The one to 1.5 kilometre-long lines would run between Goose Island and Bear Island on the Mackenzie River.
Imperial Oil has also asked the federal regulator to extend its operating license, which is set to expire at the end of 2024, for another 10 years, until 2034.
Canada Energy Regulator spokesperson Christy Wickenheiser told CBC the hearing was an opportunity for commissioners with the federal regulator to listen to "anything and everything" people in the community want to tell them about the project.
For community members in Fort Good Hope, it was also their a chance to have their concerns heard about how oil extraction is affecting them.
K'asho Got'ı̨nę land guardian Buddy Gully presented on Wednesday.
"We're the first community that's below Norman Wells that gets all the junk that comes down the river. It's getting us sick," he told commissioners.

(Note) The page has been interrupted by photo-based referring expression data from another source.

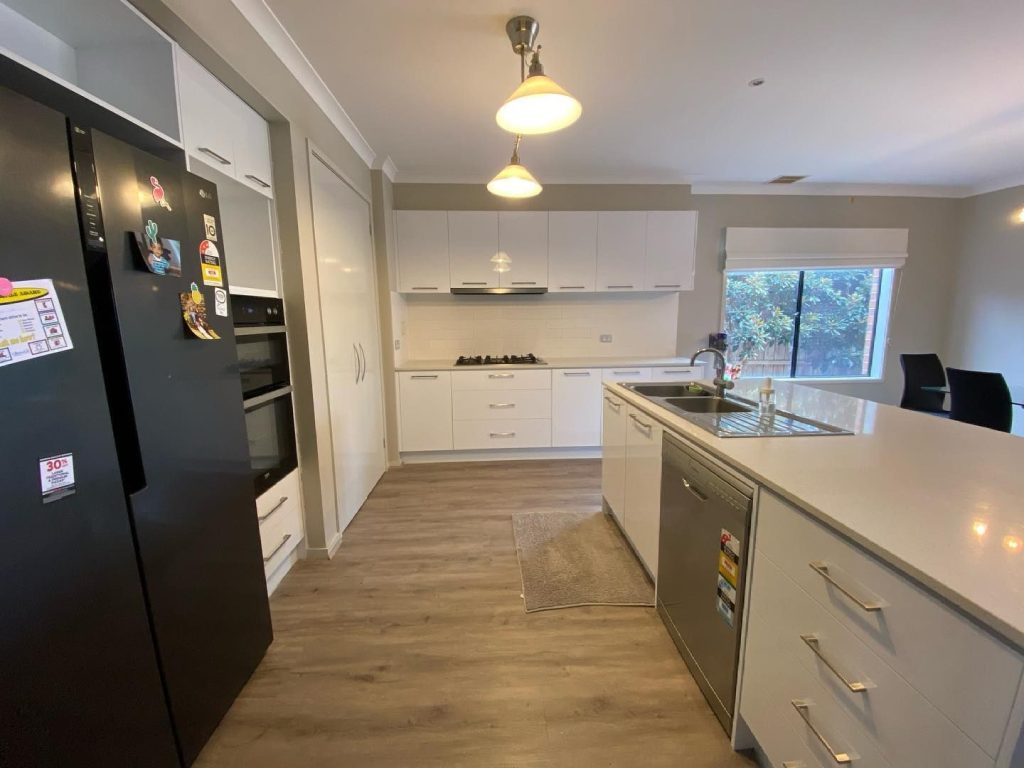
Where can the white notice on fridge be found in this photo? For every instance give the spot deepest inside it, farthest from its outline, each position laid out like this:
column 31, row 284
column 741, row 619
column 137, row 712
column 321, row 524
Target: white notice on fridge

Fellow land guardian Twyla Edgi-Masuzumi said she was particularly concerned about changes she is seeing in fish on the river, describing white growths she has seen on the guts of many fish she has harvested over the last couple of years.
"It kind of makes me scared to work on fish and to feed my kids that, and it makes me sad that I have to restrict my kids," she said.
Many speakers also criticized officials at Imperial Oil for what they felt was inadequate communication when Line 4-90 leaked in 2022.